Digital is important, but it’s not the only thing… remember to move at the pace of your customers.
The digital age is something we’ve all embraced to some extent. Most of us are connected to our friends on social media, use apps and websites to do our banking, pay bills and shop… but truly successful organisations know that delivering excellent customer experience is not only about being digital. Excellent customer experience is about connecting and engaging with your customers across all relevant touchpoints and channels (yes – even the ‘old school’ ones), to stimulate long term profitable relationships and repeat business.
This is hot topic with CEOs. KPMG’s 2016 Global CEO Outlook study revealed a staggering 88 percent of CEOs are concerned about customer loyalty.
But is it not as simple as it sounds and there are many pitfalls making it easy to get the mix wrong. . Gap clothing, who developed the idea of ‘casual, affordable cool’ in the 60s, recently moved their business to a digitally-biased, omni-channel environment.

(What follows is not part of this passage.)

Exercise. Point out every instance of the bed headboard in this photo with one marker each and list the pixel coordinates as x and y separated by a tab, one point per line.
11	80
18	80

GAP has done some clever things to improve the customer experience through digitisation, but they may have pushed the digital envelope too far.
The Gap CEO commented “If you haven’t won at the digital interface on the front end, your window in the mall store is probably not going to make a difference”. His belief was that clothes buyers are following a ‘digital first’ mantra, but evidence suggests customers have been slower to move digital than the pioneer retailer believed. As per GAP Inc.’s Investor Relations commentary, since mid-2013 GAP has invested into engaging with the digital consumer through mobile, web and social channels — even using the dating application Tinder as a communications platform – at the expense of more traditional marketing mediums such as TV advertising and visual merchandising in their windows. However, during this period (since Q1 2014) their sales have consistently declined, suggesting perhaps, they have moved before their customers have.
Does this mean a digital strategy is the wrong thing to do? Of course not… many organisations are benefitting from helping their customers with digital interactions. Successful companies use their digital strategy as a component of their customer strategy, but always start with understanding how their digital strategy fits with their customer experience, and they need to ensure their customer experience supports the way their customers want to buy (Gap’s mistake).
Gap’s performance stands in contrast with John Lewis – a leading UK retailer (Ranked number 3 in the KPMG UK Customer Experience Excellence Analysis 2015) which has delivered consistent growth through the ‘digital era’. John Lewis lives to “make the world a little bit happier, a little bit more decent”.
So what’s their secret? John Lewis has an empathetic and knowledgeable staff at the heart of its strategy, while balancing both a growing physical and online presence. John Lewis has been at the forefront of customer service evolutions, being the first to introduce ‘click and collect’, combined with investment into an omni-channel presence. However, it hasn’t lost sight of the need to evolve in other areas, having recently opened a new flexible format shop and its first airport shop. The key for John Lewis is building customer experience designed around the needs of their customers and the way they want to shop today.
There are other organisations which are building a very strong digital engagement with their customers, by focusing on how to leverage digital to improve the experience given to customers. For example, even Australian State Governments have realised the benefits to its citizen/customer base by providing a choice of simple online and physical interaction points. They have put the customer at the centre of service design, by becoming simpler, more responsive and more connected to their citizen/customer community.
There is no doubt that digital is and will become an increasingly important part of how customers want to interact. However, let’s remember it is only a part of the customer experience, and the best companies are looking to meet customer expectations by listening to and delivering what their customers want.